ふたつのさくら

……そんなことを考えながら追いかけっこをしていると、咲良さんがやってきた。

「朔羅おはよう!璃奈も!」

あぁ、女神!

僕の頭痛の種であることに変わりはないんだけど、咲良さんはかわいかった。

それだけで全て許せる。

「咲良さん、おはようございます……」

「おはよ、さくちゃん!」

僕の疲れ切った声に気づいたのか、咲良さんが愉快そうに笑いながら近づいてくる。

璃奈さんをみて、僕が疲れている原因がわかったのだろう。

咲良さんでも、僕が人と関わることを意図的に避けていることくらいは分かるだろうから。

「朔羅、お疲れ。」

「もうほんと……疲れます。

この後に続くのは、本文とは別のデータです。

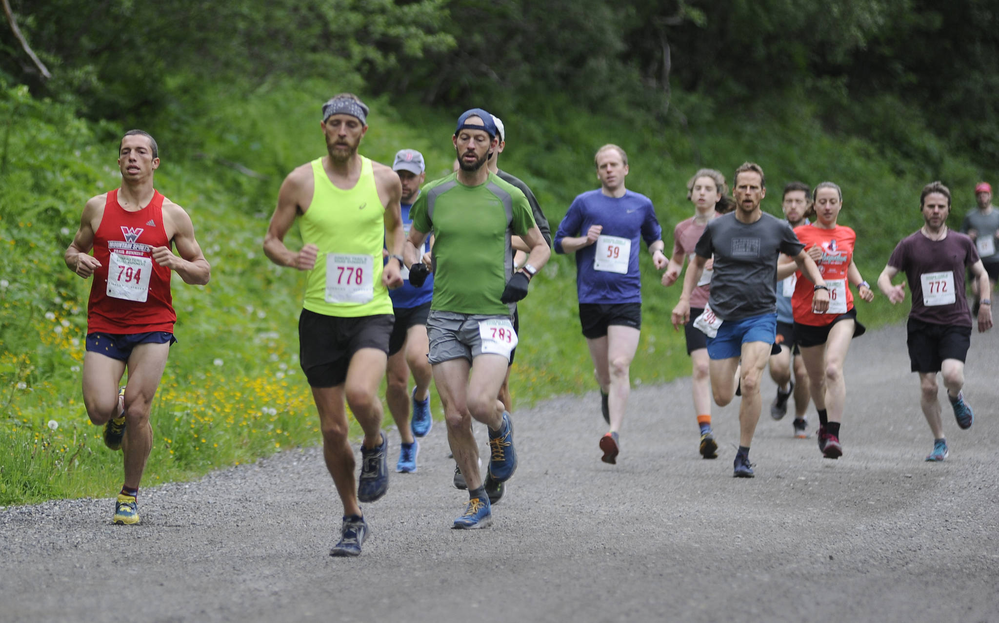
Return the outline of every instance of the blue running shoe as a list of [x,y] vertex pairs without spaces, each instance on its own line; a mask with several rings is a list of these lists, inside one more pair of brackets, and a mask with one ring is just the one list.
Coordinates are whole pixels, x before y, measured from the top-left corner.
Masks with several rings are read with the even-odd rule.
[[360,556],[361,546],[368,538],[368,523],[364,517],[344,517],[340,542],[330,550],[331,556]]
[[490,429],[490,473],[499,482],[506,482],[516,471],[516,450],[513,448],[513,422],[509,413],[502,412],[500,430]]
[[374,502],[389,490],[389,438],[382,433],[382,445],[377,448],[361,446],[361,479],[358,481],[358,500]]
[[407,474],[416,474],[418,454],[420,454],[420,442],[416,439],[413,440],[413,443],[400,444],[399,462],[396,463],[396,471]]
[[705,459],[718,458],[718,442],[714,440],[714,435],[711,434],[710,430],[701,434],[698,450]]
[[455,520],[456,530],[478,530],[493,523],[493,507],[490,498],[472,498],[465,505],[465,513]]
[[490,496],[490,505],[500,502],[503,493],[506,492],[506,483],[497,482],[497,479],[489,472],[486,472],[486,481],[483,486],[486,487],[486,495]]
[[427,395],[426,400],[417,400],[417,388],[413,388],[413,419],[410,420],[410,430],[417,437],[426,437],[427,433],[434,428],[434,416],[431,415],[431,396]]
[[933,442],[933,452],[926,457],[927,461],[942,461],[950,455],[947,451],[947,441],[939,439]]
[[118,494],[114,522],[120,526],[133,526],[139,523],[139,503],[136,502],[135,496]]
[[950,406],[954,408],[954,419],[957,420],[957,425],[963,430],[971,428],[971,425],[975,423],[975,412],[971,410],[968,403],[964,402],[964,392],[958,392],[957,398],[951,398],[950,394],[947,394],[947,398],[950,400]]
[[735,469],[732,476],[735,478],[752,478],[752,465],[749,464],[749,457],[744,454],[735,455]]

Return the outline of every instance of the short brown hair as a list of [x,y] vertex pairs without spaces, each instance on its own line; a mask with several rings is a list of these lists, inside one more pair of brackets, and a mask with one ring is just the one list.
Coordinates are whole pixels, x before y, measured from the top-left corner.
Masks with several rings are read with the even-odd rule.
[[693,174],[693,177],[687,180],[687,199],[693,196],[693,183],[697,181],[699,177],[709,177],[714,181],[714,185],[718,189],[718,194],[724,196],[728,194],[728,184],[725,183],[725,176],[721,174],[721,171],[717,169],[697,169],[697,172]]
[[811,187],[804,182],[787,182],[787,184],[784,185],[784,194],[781,195],[780,198],[783,199],[787,196],[787,193],[792,193],[795,190],[802,191],[805,194],[805,201],[811,203]]
[[145,130],[129,130],[122,136],[122,140],[118,141],[118,153],[121,153],[122,143],[125,142],[126,136],[145,136],[149,139],[149,147],[153,150],[153,160],[160,157],[160,148],[156,146],[156,139],[153,135]]
[[823,188],[831,188],[835,190],[836,194],[839,195],[839,202],[843,202],[843,191],[839,188],[839,185],[834,182],[819,182],[815,185],[815,190],[812,191],[812,196],[818,197],[818,191]]
[[933,193],[940,193],[947,198],[947,208],[950,208],[950,189],[943,185],[943,182],[937,180],[935,182],[930,182],[926,186],[923,186],[923,192],[919,195],[919,209],[923,209],[923,205],[926,201],[926,195],[932,195]]
[[621,162],[624,163],[624,166],[627,166],[627,154],[624,153],[624,150],[621,149],[620,147],[618,147],[617,145],[614,145],[613,143],[607,143],[603,147],[600,147],[599,149],[597,149],[596,153],[593,154],[593,166],[594,167],[596,166],[596,157],[600,155],[600,152],[607,151],[608,149],[616,149],[617,153],[619,153],[621,155]]
[[763,168],[760,167],[755,162],[743,162],[739,165],[739,168],[735,169],[735,175],[732,176],[732,184],[738,184],[739,173],[746,173],[747,171],[759,174],[759,185],[762,188],[766,188],[766,176],[763,175]]

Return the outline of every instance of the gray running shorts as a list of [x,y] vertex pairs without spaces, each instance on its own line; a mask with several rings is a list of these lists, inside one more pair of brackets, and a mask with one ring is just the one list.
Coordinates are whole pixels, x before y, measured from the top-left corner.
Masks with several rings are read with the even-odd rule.
[[[428,355],[431,364],[444,363],[459,357],[470,362],[483,354],[483,341],[479,334],[481,320],[506,318],[506,315],[460,314],[431,310],[427,318],[427,337],[431,342]],[[506,358],[509,361],[509,357]]]

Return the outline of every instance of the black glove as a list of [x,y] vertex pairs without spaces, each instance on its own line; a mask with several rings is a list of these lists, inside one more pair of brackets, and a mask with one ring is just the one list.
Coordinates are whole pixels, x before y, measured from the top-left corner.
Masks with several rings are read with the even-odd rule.
[[431,270],[427,268],[427,264],[417,262],[413,266],[410,266],[410,283],[417,288],[423,287],[429,274],[431,274]]
[[527,279],[527,275],[523,274],[523,272],[514,273],[510,277],[509,283],[506,284],[506,288],[502,291],[500,302],[515,303],[527,296],[528,283],[530,283],[530,279]]

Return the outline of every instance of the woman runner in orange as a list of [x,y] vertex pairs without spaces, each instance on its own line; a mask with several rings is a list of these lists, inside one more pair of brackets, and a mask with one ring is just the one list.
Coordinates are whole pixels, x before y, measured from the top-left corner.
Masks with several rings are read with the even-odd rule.
[[[812,400],[818,410],[818,447],[827,459],[843,454],[839,442],[839,427],[843,421],[846,385],[843,362],[850,340],[863,335],[866,329],[857,322],[850,284],[860,298],[874,299],[870,286],[860,276],[853,263],[853,248],[857,235],[839,225],[836,219],[843,207],[843,193],[832,182],[815,187],[815,222],[794,229],[805,251],[818,264],[826,286],[815,286],[807,277],[797,274],[797,285],[791,298],[794,311],[794,339],[801,349],[801,358],[808,371]],[[793,272],[793,262],[782,262],[777,279]],[[816,288],[829,291],[829,309],[825,313],[812,311],[812,294]]]

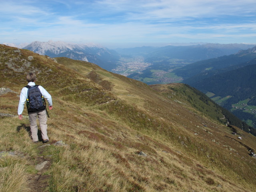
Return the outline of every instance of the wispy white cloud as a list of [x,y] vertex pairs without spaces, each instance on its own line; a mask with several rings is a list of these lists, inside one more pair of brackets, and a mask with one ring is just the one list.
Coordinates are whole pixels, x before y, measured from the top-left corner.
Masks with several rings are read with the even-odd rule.
[[3,42],[256,43],[255,0],[1,1]]

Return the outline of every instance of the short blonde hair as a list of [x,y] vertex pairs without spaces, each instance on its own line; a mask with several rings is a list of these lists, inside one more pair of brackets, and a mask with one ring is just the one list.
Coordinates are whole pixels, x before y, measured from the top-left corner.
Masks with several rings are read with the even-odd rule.
[[34,73],[29,73],[26,76],[27,81],[28,82],[34,82],[36,80],[36,74]]

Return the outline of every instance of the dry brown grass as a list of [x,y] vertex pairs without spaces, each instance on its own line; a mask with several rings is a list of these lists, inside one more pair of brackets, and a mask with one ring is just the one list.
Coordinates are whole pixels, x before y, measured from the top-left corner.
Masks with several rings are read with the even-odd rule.
[[[52,144],[38,150],[24,125],[28,119],[1,119],[0,150],[18,152],[26,160],[2,167],[19,165],[16,169],[24,169],[26,180],[35,174],[31,165],[37,157],[52,156],[46,173],[50,176],[46,190],[50,192],[253,191],[256,161],[228,128],[183,101],[89,63],[57,58],[75,72],[28,51],[22,53],[42,59],[46,65],[44,71],[36,66],[40,70],[56,73],[48,72],[43,83],[53,99],[48,122]],[[18,92],[22,88],[13,85],[16,80],[1,81],[1,87]],[[104,88],[110,85],[109,90]],[[18,100],[13,93],[0,96],[0,112],[16,114]],[[255,137],[239,131],[243,143],[256,149]],[[52,144],[61,140],[68,145]],[[142,151],[147,156],[139,155]],[[6,175],[0,171],[1,178]]]

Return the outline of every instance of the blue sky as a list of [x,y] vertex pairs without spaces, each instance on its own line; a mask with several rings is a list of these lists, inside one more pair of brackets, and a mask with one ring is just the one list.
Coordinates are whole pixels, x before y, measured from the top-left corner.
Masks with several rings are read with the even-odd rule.
[[255,0],[0,0],[0,43],[256,44]]

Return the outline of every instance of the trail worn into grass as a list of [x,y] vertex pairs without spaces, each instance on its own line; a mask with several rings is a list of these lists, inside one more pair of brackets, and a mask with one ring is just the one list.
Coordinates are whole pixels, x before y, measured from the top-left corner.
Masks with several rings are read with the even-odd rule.
[[50,175],[46,173],[50,168],[52,160],[51,156],[44,156],[42,154],[49,144],[38,144],[39,149],[39,156],[36,157],[35,167],[38,172],[33,174],[28,180],[29,186],[32,191],[36,192],[47,192],[49,186]]

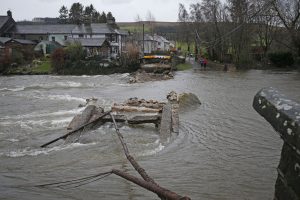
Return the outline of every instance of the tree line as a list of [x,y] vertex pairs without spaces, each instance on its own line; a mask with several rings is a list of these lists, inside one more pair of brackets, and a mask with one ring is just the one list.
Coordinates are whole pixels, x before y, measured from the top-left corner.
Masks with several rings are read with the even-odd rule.
[[62,24],[107,23],[108,21],[115,23],[112,13],[106,14],[104,11],[100,13],[93,4],[84,7],[78,2],[73,3],[70,9],[64,5],[59,9],[59,22]]
[[179,4],[179,39],[238,67],[267,60],[279,47],[299,60],[299,18],[300,0],[202,0],[189,10]]

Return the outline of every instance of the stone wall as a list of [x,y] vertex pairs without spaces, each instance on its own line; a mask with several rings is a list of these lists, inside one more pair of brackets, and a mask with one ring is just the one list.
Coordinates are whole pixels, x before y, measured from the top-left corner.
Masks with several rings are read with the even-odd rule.
[[254,97],[254,109],[284,141],[277,168],[275,200],[300,199],[300,104],[274,88],[264,88]]

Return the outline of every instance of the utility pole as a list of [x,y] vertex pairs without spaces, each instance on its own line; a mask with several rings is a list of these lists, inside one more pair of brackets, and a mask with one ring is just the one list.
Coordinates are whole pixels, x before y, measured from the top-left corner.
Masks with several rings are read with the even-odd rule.
[[144,53],[145,53],[145,24],[143,23],[143,58],[144,58]]

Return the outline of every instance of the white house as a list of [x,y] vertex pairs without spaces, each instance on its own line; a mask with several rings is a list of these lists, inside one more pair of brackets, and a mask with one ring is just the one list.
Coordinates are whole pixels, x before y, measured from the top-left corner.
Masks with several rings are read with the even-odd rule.
[[[139,38],[138,45],[142,52],[143,49],[143,39]],[[144,53],[150,54],[153,51],[169,51],[170,42],[163,36],[154,34],[153,36],[149,34],[144,35]]]

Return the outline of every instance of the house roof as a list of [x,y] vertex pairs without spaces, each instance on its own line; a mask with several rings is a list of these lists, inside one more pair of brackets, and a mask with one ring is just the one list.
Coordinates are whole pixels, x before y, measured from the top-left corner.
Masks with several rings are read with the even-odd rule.
[[17,24],[16,34],[71,34],[73,24]]
[[115,31],[104,23],[92,23],[89,25],[75,25],[72,31],[73,34],[109,34]]
[[66,43],[79,42],[84,47],[101,47],[105,41],[105,38],[70,38]]
[[119,29],[119,30],[115,30],[115,31],[120,35],[129,35],[129,32],[127,30]]
[[107,34],[115,33],[107,24],[17,24],[16,34]]
[[0,37],[0,44],[5,44],[6,42],[11,41],[11,38],[8,37]]
[[13,39],[13,40],[20,44],[31,44],[31,45],[36,44],[36,42],[31,40],[23,40],[23,39]]
[[9,20],[9,18],[10,18],[9,16],[0,16],[0,29]]

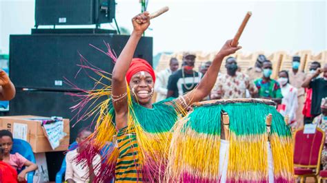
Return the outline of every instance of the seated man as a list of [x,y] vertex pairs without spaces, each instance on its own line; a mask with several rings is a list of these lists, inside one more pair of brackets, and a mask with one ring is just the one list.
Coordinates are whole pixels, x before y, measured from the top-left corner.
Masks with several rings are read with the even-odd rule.
[[69,151],[66,156],[66,174],[65,180],[68,183],[70,182],[92,182],[95,177],[95,170],[96,173],[98,173],[101,162],[100,155],[95,157],[93,162],[90,164],[86,163],[77,163],[74,160],[74,158],[78,155],[80,151],[82,151],[86,147],[86,144],[81,143],[90,134],[92,131],[87,129],[82,129],[79,131],[76,138],[76,142],[79,144],[77,149]]

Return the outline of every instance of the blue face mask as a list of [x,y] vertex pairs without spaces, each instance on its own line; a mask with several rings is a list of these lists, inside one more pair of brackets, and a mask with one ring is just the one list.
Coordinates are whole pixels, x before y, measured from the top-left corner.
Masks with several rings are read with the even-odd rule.
[[269,78],[272,73],[272,70],[270,69],[264,69],[264,76],[266,78]]
[[292,68],[295,69],[298,69],[299,67],[299,62],[293,62]]

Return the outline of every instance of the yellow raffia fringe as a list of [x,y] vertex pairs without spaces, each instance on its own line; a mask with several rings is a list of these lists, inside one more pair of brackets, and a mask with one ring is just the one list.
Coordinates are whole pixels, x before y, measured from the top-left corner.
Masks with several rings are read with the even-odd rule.
[[[294,180],[293,143],[291,137],[279,137],[270,135],[270,144],[274,162],[275,177]],[[281,153],[282,152],[282,153]]]
[[[189,114],[188,114],[189,115]],[[183,173],[199,178],[219,179],[220,136],[199,133],[186,127],[188,115],[176,124],[164,182],[183,182]]]
[[268,180],[267,136],[230,133],[227,178],[238,180]]

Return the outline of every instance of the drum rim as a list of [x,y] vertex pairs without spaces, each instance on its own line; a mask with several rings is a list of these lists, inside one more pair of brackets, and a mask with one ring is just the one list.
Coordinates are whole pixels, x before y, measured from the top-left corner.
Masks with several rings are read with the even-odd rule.
[[264,98],[232,98],[232,99],[218,99],[203,102],[195,103],[192,107],[211,106],[217,105],[226,105],[232,103],[260,103],[271,106],[276,106],[276,103],[269,99]]

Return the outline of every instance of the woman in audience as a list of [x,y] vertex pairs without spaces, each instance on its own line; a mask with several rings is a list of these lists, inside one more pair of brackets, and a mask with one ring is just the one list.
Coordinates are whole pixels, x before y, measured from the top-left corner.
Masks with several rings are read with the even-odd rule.
[[[79,144],[78,148],[69,151],[66,156],[66,174],[65,180],[67,182],[92,182],[95,177],[95,169],[98,171],[99,168],[96,166],[101,161],[100,155],[97,155],[93,159],[92,163],[77,163],[74,160],[75,158],[86,147],[85,143],[81,143],[90,134],[92,131],[87,129],[79,130],[76,138],[76,142]],[[96,172],[97,173],[97,172]]]
[[294,123],[296,119],[296,111],[297,109],[297,89],[290,85],[288,72],[285,70],[279,72],[279,77],[277,80],[281,86],[283,99],[281,104],[278,106],[277,110],[283,115],[289,117],[289,123],[291,125],[298,127]]
[[24,157],[18,153],[10,154],[10,152],[12,149],[13,138],[12,134],[8,130],[0,130],[0,140],[3,149],[3,162],[11,165],[17,171],[20,171],[25,166],[26,169],[22,170],[18,174],[18,181],[26,181],[25,177],[26,173],[30,171],[37,169],[37,164],[26,160]]

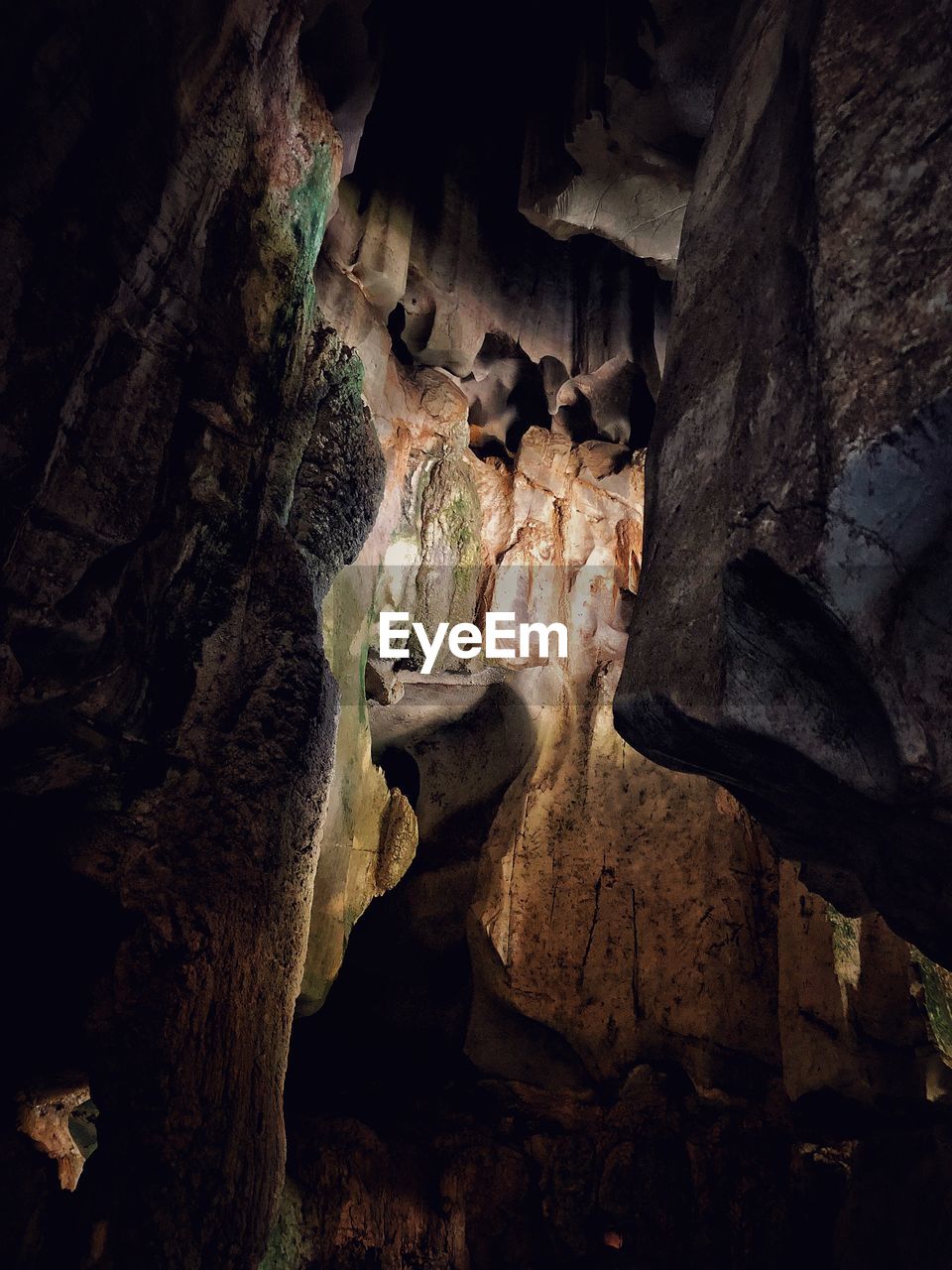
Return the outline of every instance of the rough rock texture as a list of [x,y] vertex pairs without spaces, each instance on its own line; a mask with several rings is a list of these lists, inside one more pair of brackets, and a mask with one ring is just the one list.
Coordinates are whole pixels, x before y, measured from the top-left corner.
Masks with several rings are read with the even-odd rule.
[[598,234],[673,277],[735,5],[595,0],[576,15],[560,131],[551,105],[527,133],[519,207],[557,239]]
[[878,908],[946,964],[949,17],[745,9],[685,225],[616,704],[844,913]]
[[[644,457],[574,439],[569,381],[506,330],[462,380],[407,366],[341,240],[319,278],[372,367],[387,458],[374,530],[329,597],[344,597],[352,657],[372,650],[366,707],[345,688],[364,756],[349,799],[378,808],[388,785],[419,846],[374,899],[377,810],[369,836],[325,827],[327,860],[363,881],[354,906],[349,875],[343,963],[341,926],[315,906],[300,1011],[321,1008],[296,1025],[268,1265],[878,1257],[863,1231],[913,1203],[910,1161],[948,1187],[941,973],[778,866],[725,790],[622,743]],[[532,375],[548,376],[542,403],[514,395]],[[373,655],[382,607],[430,629],[489,607],[565,616],[570,657],[444,657],[423,676]],[[344,758],[335,784],[353,772]],[[317,894],[339,897],[324,859]],[[935,1223],[916,1240],[933,1255]]]
[[320,599],[381,478],[315,309],[340,144],[298,24],[104,0],[5,29],[8,1057],[100,1109],[71,1208],[4,1151],[23,1265],[256,1266],[275,1212]]

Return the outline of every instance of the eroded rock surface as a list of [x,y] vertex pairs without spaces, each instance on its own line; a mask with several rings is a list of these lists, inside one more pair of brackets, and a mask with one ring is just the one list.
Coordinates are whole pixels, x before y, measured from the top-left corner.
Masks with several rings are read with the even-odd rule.
[[943,19],[748,8],[685,229],[616,714],[717,773],[843,912],[948,963]]
[[8,1058],[85,1072],[105,1143],[71,1208],[4,1151],[17,1264],[251,1267],[277,1206],[320,601],[382,475],[315,309],[341,155],[298,29],[62,4],[4,41]]

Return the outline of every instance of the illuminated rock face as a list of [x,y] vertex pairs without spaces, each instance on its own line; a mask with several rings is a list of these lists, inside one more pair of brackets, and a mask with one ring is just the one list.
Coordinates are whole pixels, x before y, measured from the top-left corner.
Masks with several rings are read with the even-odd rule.
[[844,912],[948,961],[935,17],[764,4],[741,24],[685,225],[617,719],[722,773]]
[[10,15],[19,1264],[944,1264],[944,46],[735,8]]
[[[465,376],[407,364],[350,272],[371,226],[355,206],[341,201],[319,277],[369,367],[387,481],[325,613],[331,631],[341,597],[345,644],[371,650],[331,806],[347,787],[372,826],[324,831],[274,1255],[547,1266],[619,1240],[753,1267],[796,1264],[798,1228],[823,1220],[840,1256],[877,1187],[906,1195],[902,1170],[877,1162],[872,1121],[854,1146],[801,1107],[842,1099],[862,1119],[877,1100],[947,1097],[942,972],[811,893],[731,794],[625,744],[613,697],[644,453],[628,434],[572,434],[562,411],[584,377],[565,377],[557,331],[526,352],[518,309],[489,338],[476,325]],[[602,372],[585,386],[604,418]],[[575,615],[564,663],[451,659],[426,677],[373,654],[380,607],[432,627],[518,610],[527,591],[533,617]],[[387,785],[413,786],[418,845],[381,897]],[[932,1129],[902,1138],[927,1168],[941,1149]],[[724,1215],[745,1204],[770,1219]]]

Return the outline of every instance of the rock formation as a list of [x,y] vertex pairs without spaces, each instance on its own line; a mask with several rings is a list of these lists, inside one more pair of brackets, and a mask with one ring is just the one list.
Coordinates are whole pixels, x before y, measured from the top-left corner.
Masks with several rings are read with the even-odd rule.
[[103,3],[4,41],[8,1057],[81,1072],[108,1144],[75,1196],[5,1149],[15,1264],[255,1266],[275,1212],[320,601],[382,475],[315,307],[340,144],[298,32]]
[[623,735],[717,773],[843,912],[946,961],[948,18],[745,9],[685,224],[617,700]]
[[13,1264],[944,1264],[942,17],[10,17]]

」

咲良さんは苦笑い、当の本人はきょとんとした顔で首を傾げていた。

璃奈さん、あなたのせいですよ?

その言葉はなんとか飲み込んだ。







咲良さんを間に挟むようにして、3人で並んで歩く。

初めてだ。

咲良さん以外の誰かと登校するのは。

そういえば、咲良さんには、僕以外の友達はいるのだろうか。

誰かと話しているのを見ることはよくある。

事務的な会話じゃなくて、雑談みたいなのをしてるときもあった。

けど、そのときの咲良さん、一瞬だけすごく疲れたような表情をするんだよな。

僕には見せないような、くらーい表情。

ちらりと、隣で璃奈さんと話す咲良さんを見る。

柔らかな笑顔で、楽しそうに会話をしていた。

無理をしているようには見えない。

疲れている様子もない。

僕の気のせい……ならいいんだけど。